As we have seen, the followers of Zoroaster who would not accept the religion of Islam expatriated themselves. Those who could not abandon their country, and continued to cling to their old religion, had to resign themselves to frightful sufferings. These dwelt chiefly in Fars and Khorassan. European travellers who have visited Persia at different periods, have all been struck by their miserable and precarious condition, and have felt interested in their language, religion, and customs. We quote here some of them:
Pietro della Valle, at the time of his sojourn in Persia, studied them closely, and this is what he has to say:
“These past few days I have been to see their new town[3] (that of the Gaures), or, let us say, their separate habitation, which, like the new Ciolfa inhabited by the Christian Armenians, like the new Tauris, or Abbas-Abad, where dwell the Mahomedans brought from Tauris, adjoins Ispahan, just as if it were a suburb; and although, at present, it is separated from it by some gardens, nevertheless with time,—for the number of inhabitants greatly increases every day,—Ispahan and this habitation of the Gaures>, with the two others aforesaid, will make but one place.
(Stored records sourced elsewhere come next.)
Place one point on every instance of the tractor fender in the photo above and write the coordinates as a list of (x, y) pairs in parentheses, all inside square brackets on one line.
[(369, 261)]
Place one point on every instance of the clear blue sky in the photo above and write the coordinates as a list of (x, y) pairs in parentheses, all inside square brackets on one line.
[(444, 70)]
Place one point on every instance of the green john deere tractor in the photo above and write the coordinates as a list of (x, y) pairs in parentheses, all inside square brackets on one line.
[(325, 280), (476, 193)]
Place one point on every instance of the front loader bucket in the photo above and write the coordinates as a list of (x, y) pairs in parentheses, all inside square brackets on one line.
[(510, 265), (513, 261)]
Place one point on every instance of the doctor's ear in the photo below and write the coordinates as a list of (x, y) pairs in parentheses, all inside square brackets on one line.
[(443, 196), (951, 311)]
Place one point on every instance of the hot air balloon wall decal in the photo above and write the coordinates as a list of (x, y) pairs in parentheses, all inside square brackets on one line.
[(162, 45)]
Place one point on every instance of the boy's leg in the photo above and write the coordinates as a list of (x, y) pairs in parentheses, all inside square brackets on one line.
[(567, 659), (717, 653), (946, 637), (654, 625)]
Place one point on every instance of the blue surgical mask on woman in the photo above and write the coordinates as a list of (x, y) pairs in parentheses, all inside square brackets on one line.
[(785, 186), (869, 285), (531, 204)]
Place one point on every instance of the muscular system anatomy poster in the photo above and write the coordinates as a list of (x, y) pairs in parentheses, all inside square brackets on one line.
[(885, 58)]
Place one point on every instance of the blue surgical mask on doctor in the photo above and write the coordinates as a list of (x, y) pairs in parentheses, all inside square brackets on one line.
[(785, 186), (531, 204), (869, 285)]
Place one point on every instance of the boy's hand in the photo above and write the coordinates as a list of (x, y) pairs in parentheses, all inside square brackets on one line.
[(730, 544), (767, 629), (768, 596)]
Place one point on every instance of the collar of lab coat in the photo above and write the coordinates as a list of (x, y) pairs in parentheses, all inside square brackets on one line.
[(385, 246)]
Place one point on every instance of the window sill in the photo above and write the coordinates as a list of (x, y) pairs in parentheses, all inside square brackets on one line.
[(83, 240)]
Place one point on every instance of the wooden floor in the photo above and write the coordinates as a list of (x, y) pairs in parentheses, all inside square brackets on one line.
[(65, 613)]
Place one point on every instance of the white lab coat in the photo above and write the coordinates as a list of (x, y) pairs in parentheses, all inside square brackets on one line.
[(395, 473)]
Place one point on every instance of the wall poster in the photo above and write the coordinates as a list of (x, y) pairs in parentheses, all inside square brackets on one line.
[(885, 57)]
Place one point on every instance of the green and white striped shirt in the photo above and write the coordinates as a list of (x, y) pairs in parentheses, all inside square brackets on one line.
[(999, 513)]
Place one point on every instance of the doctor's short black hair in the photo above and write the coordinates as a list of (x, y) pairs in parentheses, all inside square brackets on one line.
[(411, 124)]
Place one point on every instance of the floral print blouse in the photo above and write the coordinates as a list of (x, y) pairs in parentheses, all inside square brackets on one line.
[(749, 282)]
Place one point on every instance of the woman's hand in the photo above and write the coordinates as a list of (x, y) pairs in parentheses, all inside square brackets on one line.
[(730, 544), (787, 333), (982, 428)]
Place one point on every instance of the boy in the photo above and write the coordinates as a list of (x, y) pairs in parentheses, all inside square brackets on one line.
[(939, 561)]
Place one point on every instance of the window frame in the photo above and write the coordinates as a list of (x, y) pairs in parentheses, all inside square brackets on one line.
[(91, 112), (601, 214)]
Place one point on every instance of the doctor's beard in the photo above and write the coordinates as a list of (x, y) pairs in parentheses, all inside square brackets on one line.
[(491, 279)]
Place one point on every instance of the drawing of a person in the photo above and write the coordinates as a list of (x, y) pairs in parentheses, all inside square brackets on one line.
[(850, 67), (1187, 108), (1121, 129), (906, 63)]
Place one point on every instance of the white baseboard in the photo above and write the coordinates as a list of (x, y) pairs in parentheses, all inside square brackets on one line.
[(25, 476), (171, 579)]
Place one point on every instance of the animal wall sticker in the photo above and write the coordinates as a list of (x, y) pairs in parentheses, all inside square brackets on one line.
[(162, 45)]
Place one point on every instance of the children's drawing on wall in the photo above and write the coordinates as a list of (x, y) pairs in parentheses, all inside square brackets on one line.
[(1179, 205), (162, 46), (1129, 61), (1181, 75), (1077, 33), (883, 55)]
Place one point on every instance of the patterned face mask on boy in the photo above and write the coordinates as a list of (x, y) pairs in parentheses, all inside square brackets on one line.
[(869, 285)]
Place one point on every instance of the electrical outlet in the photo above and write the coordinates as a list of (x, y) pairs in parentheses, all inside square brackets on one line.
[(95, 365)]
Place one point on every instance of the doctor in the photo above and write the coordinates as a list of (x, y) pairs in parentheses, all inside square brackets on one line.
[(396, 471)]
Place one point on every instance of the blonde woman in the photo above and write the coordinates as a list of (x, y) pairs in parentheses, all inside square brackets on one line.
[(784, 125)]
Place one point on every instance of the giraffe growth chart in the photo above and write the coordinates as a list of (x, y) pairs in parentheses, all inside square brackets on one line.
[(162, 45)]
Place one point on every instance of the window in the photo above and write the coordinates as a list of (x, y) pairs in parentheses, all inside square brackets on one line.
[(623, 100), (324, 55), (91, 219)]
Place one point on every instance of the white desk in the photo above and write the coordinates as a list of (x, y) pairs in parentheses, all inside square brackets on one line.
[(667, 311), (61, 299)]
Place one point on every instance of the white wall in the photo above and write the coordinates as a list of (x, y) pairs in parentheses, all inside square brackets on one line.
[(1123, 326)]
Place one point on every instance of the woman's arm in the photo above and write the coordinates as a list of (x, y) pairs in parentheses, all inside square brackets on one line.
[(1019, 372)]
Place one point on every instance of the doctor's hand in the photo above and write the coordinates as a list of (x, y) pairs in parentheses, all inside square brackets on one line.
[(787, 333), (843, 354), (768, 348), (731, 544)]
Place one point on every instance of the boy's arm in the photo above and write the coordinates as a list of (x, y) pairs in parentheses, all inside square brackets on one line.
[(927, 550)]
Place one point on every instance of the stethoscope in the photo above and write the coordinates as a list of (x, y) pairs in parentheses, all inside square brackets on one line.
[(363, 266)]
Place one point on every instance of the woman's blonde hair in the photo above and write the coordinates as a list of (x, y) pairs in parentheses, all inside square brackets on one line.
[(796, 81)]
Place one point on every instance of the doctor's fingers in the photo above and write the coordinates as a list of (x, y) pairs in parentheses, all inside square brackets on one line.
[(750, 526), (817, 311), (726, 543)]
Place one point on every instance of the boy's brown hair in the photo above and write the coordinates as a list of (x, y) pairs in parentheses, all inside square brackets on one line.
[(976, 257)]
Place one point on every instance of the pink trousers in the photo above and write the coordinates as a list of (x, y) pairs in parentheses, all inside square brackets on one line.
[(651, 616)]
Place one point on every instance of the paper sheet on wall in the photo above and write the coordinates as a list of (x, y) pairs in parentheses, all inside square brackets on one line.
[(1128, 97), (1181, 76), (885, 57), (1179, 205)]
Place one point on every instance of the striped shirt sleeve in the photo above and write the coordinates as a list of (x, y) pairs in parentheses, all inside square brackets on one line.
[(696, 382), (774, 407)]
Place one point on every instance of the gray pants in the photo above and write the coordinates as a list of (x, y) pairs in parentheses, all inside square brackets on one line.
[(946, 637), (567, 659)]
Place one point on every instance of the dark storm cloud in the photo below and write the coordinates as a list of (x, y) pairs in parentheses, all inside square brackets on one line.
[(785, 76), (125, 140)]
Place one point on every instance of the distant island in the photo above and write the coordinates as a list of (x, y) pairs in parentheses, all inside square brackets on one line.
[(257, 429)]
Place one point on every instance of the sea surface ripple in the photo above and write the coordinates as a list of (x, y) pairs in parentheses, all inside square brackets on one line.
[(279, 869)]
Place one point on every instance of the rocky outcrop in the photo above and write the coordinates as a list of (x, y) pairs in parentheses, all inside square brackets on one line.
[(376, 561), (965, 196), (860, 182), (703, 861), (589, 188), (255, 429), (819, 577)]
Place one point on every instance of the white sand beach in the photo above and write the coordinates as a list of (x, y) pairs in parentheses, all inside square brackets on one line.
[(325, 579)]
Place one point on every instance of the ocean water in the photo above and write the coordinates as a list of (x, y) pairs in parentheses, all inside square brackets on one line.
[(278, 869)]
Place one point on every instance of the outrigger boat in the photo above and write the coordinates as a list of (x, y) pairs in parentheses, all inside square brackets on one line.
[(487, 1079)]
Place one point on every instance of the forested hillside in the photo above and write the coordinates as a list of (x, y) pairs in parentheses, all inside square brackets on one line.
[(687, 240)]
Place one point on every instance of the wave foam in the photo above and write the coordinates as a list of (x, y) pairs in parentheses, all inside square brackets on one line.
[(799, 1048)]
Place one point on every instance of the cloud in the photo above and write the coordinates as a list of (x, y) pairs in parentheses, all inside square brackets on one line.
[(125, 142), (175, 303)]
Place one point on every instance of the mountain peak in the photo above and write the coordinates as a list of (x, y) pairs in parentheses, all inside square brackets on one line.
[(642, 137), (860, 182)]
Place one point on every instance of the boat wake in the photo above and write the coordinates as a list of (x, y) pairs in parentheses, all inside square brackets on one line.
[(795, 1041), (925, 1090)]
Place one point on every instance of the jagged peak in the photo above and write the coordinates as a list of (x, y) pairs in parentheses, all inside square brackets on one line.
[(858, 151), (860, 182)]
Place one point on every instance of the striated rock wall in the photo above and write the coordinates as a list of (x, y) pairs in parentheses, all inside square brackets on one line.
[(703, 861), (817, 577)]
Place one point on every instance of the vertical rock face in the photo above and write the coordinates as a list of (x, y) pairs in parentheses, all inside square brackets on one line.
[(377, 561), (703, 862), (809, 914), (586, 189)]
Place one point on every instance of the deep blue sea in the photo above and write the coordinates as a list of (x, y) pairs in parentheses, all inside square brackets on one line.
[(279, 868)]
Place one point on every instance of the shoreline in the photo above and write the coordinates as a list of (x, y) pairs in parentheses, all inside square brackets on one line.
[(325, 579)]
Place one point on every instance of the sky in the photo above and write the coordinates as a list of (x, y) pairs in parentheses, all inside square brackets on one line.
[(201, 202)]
I am therefore doubtful whether to call them separate citadels, or suburbs, or rather considerable parts of this same town of Ispahan, as is the region beyond the Tiber and our city of Rome. This habitation of the Gaures has no other name that I know of except Gauristan; that is to say, according to the Persians, ‘the place of the infidels,’ just as we call the quarters of the Jews, Jewry. This place is very well built; the streets are wide and very straight, and much finer than those of Ciolfa, for it was built later with more design; but all the houses are low and one-storied, without any ornament, quite consistent with the poverty of those that occupy them, and in this respect very different from the houses of Ciolfa, which are very magnificent and well planned; for the Gaures are poor and miserable,—at least they show all possible signs of being such; in fact, they are employed in no traffic; they are simply like peasants,—people, in short, earning their livelihood with much labour and difficulty. They are all dressed alike, and in the same colour which resembles somewhat brick cement.” (Voyages, French translation, Paris, 1661, vol. ii. p. 104.)
About the same time (1618), Figueroa, the ambassador of Philip III. in Persia, remarks as follows:
“In the most eastern part of Persia, and in the province of Kirmân, which forms its frontier to the east, there have remained some of those ancient and true Persians, who, although they have mixed with the others, and by uniting themselves to their conquerors, have become like one people, all the same retain their primitive mode of living, their customs and their religion. Thus, at this day, they adore the sun as did the ancient Persians during the period their empire was the first in this world, and, following their example, they invariably keep in their houses a lighted fire, which they keep up unextinguished with as much care as the Vestal Virgins of Rome did.” (The Embassy of Don Garcias de Silva de Figueroa in Persia. Trans. Wicquefort, Paris, 1667, in 4to, p. 177.)